I numeri del trapianto di organo solido
Si tratta di una procedura medica consolidata nella terapia della malattia terminale d’organo. Nel corso del 2010 sono stati eseguiti oltre 105 mila trapianti in tutto il mondo, nella maggior parte dei casi si tratta di trapianti di rene (58%), seguiti dai trapianti di fegato (22%), di cuore (10%) e di polmone (4%). In Italia nel periodo 2000-2011 sono stati eseguiti 34.720 trapianti, di cui 54% di rene, 33% di fegato, 11% di cuore e 2% di polmone.

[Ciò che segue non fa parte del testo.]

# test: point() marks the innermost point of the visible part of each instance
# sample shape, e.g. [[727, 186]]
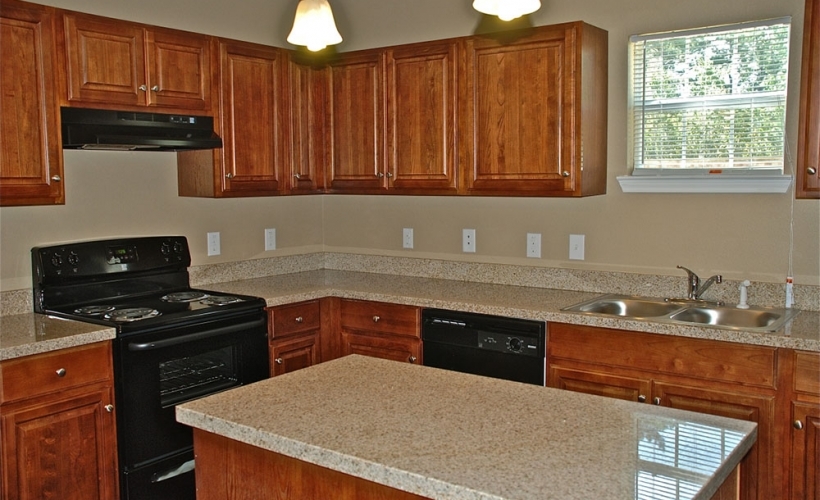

La disponibilità di farmaci antirigetto sempre più efficaci ha ridotto in modo significativo il tasso del rigetto acuto e cronico, con un netto miglioramento della sopravvivenza dell’organo trapiantato ad un anno, che attualmente è stimata fra l’80-90% contro il 40-50% dei primi anni settanta. I dati italiani sono sovrapponibili a quelli internazionali, con una sopravvivenza dell’organo ad un anno compresa fra il 92% e l’82%, una sopravvivenza del paziente ad 1 e 5 anni rispettivamente del 97-65% e 92-46%, con la prognosi migliore nei pazienti sottoposti a trapianto di rene e la più infausta nei trapiantati di polmone.


 


Che cos’è Giotto
È un progetto che ha lo scopo di mettere in atto studi multicentrici e prospettici sulle migliori strategie preventive, diagnostiche e terapeutiche. I coordinatori di Giotto sono i professori Umberto Tirelli, oncologo medico ad Aviano e Antonio Pinna, chirurgo trapiantologo a Bologna, e segretari scientifici sono i dottori Emanuela Vaccher, oncologo medico ad Aviano, Marcello Tavio, infettivologo ad Ancona, e Paolo Di Sandro, chirurgo trapiantologo al Niguarda di Milano. Le strategie diagnostiche e terapeutiche che verranno messe in atto sono state riportate il 9-10 giugno 2016 quando a Padova il gruppo si è riunito per fare il punto sui lavori in atto, sotto la conduzione della prof. Anita De Rossi, Professoressa di Virologia dell’Università di Padova.